Ou était le QG des pirates dans les Antilles ?

Chaque fois que des pirates volaient des navires quittant la Jamaïque, leur butin numéro un était le rhum. Vous ne pouviez pas exploiter une entreprise de piraterie prospère sans rhum, et la Jamaïque en était le premier producteur.

Port-Royal

La ville de Port-Royal, près de Kingston en Jamaïque, est vite devenue le foyer des pirates, des prostituées et des Anglais en devenir. Les flibustiers ont été invités à s’installer dans la ville pour protéger la nouvelle colonie et l’utiliser comme base. 

Les pirates sont devenus des corsaires parrainés par l’État qui ont pillé les colonies espagnoles au nom du roi britannique. Son emplacement en a également fait un centre commercial. Les marchands négociaient des esclaves, du sucre et du bois de construction.

La corruption 

Au fur et à mesure de son enrichissement, la réputation d’excès et de débauche de Port-Royal devint de plus en plus connue sous le nom de Sodome du Nouveau Monde.

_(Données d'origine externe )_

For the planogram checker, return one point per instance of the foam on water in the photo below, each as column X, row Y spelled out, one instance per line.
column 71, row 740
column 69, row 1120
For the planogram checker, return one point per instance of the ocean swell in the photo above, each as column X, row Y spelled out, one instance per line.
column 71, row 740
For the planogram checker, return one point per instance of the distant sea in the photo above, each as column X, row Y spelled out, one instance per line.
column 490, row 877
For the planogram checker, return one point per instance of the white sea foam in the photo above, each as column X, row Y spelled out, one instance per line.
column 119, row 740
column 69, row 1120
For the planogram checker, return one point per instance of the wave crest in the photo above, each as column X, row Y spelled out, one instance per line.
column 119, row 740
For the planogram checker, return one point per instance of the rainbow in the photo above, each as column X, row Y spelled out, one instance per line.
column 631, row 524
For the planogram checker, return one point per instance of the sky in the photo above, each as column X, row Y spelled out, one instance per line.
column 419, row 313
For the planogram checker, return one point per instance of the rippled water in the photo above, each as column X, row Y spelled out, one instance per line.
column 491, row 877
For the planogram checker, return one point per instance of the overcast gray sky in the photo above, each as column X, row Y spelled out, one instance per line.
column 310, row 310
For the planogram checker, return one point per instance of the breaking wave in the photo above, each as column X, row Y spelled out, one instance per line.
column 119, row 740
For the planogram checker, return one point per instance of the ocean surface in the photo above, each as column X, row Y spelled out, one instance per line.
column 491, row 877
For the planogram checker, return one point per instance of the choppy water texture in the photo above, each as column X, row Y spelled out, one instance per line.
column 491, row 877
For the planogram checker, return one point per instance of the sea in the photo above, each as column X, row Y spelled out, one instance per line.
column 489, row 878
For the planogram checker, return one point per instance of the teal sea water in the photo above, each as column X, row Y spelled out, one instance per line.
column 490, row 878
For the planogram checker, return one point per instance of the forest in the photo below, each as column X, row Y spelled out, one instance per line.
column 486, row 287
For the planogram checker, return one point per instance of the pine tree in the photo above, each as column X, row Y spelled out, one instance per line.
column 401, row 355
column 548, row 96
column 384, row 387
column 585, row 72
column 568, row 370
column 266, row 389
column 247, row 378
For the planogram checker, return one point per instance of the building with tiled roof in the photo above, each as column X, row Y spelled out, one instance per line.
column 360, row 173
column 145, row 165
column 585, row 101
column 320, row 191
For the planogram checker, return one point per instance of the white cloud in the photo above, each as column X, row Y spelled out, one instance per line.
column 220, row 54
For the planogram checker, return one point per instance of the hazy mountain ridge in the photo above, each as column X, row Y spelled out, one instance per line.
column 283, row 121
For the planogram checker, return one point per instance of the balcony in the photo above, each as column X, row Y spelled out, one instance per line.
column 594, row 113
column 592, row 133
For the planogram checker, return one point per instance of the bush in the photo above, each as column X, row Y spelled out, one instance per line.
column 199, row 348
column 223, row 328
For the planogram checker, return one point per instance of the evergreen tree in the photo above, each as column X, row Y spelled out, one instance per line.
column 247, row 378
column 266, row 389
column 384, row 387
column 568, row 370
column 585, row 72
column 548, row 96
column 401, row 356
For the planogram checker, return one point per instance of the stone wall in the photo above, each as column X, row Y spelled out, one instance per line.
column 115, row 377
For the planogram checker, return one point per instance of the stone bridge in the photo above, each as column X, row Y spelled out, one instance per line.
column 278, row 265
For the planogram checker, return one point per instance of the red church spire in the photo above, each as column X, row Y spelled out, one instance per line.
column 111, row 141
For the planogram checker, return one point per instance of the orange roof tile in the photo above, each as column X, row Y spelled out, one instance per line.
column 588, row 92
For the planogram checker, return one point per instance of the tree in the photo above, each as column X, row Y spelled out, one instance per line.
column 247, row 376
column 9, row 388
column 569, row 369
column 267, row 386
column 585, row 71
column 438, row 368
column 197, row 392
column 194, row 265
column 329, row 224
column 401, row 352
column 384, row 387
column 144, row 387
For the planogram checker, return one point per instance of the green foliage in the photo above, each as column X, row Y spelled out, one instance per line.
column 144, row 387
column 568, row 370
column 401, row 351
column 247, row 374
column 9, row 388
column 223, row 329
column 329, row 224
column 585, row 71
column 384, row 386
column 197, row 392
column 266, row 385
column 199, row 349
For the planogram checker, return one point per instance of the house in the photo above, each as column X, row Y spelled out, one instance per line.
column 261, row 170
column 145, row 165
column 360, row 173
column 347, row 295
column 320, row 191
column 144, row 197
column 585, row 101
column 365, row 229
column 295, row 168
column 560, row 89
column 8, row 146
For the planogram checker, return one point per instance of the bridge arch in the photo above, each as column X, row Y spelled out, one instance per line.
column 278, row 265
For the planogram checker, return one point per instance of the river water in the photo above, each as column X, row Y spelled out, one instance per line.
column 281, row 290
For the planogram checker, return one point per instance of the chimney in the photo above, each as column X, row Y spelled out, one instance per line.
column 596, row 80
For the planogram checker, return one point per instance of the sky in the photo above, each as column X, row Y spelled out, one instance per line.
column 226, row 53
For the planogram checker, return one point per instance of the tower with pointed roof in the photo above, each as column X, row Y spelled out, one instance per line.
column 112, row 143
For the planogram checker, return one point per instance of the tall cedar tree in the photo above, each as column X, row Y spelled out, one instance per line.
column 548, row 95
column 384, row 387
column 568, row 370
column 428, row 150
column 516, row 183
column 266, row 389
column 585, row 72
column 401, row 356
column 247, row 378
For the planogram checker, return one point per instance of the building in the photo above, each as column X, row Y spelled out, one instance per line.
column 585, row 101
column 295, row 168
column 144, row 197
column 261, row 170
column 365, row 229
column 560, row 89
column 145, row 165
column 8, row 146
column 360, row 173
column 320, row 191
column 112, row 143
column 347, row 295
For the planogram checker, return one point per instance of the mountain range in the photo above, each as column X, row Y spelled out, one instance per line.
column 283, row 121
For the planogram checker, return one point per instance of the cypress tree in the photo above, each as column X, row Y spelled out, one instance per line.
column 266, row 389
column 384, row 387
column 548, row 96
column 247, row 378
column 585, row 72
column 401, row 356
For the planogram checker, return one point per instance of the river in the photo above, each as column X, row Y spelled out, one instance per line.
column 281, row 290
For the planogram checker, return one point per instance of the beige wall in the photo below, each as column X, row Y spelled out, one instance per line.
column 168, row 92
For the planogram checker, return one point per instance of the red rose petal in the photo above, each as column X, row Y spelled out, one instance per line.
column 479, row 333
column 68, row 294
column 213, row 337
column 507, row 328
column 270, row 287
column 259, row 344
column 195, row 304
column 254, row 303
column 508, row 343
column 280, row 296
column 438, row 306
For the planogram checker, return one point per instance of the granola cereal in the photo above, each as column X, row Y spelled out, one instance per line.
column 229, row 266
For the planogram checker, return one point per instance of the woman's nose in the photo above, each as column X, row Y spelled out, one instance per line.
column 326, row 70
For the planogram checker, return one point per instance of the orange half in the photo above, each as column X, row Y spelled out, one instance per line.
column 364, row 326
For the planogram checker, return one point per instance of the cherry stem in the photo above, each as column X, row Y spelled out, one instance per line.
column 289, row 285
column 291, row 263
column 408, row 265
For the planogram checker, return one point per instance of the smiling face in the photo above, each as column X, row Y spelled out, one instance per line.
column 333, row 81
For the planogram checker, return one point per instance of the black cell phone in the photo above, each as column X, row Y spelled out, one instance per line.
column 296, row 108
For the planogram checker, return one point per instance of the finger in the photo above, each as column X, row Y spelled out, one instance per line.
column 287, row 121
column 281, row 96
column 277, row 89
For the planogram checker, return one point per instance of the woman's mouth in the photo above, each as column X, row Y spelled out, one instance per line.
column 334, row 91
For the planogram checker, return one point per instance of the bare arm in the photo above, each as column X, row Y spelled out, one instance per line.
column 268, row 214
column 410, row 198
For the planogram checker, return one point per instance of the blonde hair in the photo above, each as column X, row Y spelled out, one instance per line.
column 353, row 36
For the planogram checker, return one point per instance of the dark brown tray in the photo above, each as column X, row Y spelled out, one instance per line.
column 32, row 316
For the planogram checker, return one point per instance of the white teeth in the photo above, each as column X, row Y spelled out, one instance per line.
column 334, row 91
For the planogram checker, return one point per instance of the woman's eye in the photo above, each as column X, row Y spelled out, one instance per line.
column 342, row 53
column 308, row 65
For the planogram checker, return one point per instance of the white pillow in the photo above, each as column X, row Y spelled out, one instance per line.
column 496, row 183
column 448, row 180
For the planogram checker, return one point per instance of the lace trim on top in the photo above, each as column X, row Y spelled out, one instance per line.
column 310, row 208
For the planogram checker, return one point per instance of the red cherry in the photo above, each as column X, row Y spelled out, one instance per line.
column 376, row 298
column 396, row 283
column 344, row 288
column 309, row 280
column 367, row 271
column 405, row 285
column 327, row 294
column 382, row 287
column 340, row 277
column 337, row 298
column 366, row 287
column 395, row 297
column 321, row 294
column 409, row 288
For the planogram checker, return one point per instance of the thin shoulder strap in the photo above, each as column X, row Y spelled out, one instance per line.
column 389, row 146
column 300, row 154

On peut voir comme un indicateur du calibre du vice à Port-Royal : en 1675, le pirate notoire Henry Morgan est devenu lieutenant-gouverneur. En fait, Morgan a commencé à sévir contre la piraterie déclarée alors que la grande époque de la privatisation à laquelle il appartenait commençait à entrer dans sa phase de déclin. Il est mort à peine quatre ans avant le tremblement de terre et a été enterré dans le cimetière de Palisadoes.

Pirate célèbre 

Black Bart était l’un des pirates les plus prospères de son époque, capturant des centaines de navires avant d’être tué au Gabon. Ses bateaux ont ensuite été acheminés vers la Jamaïque, où ils ont été détruits lors d’une tempête qui a frappé le port en 1722.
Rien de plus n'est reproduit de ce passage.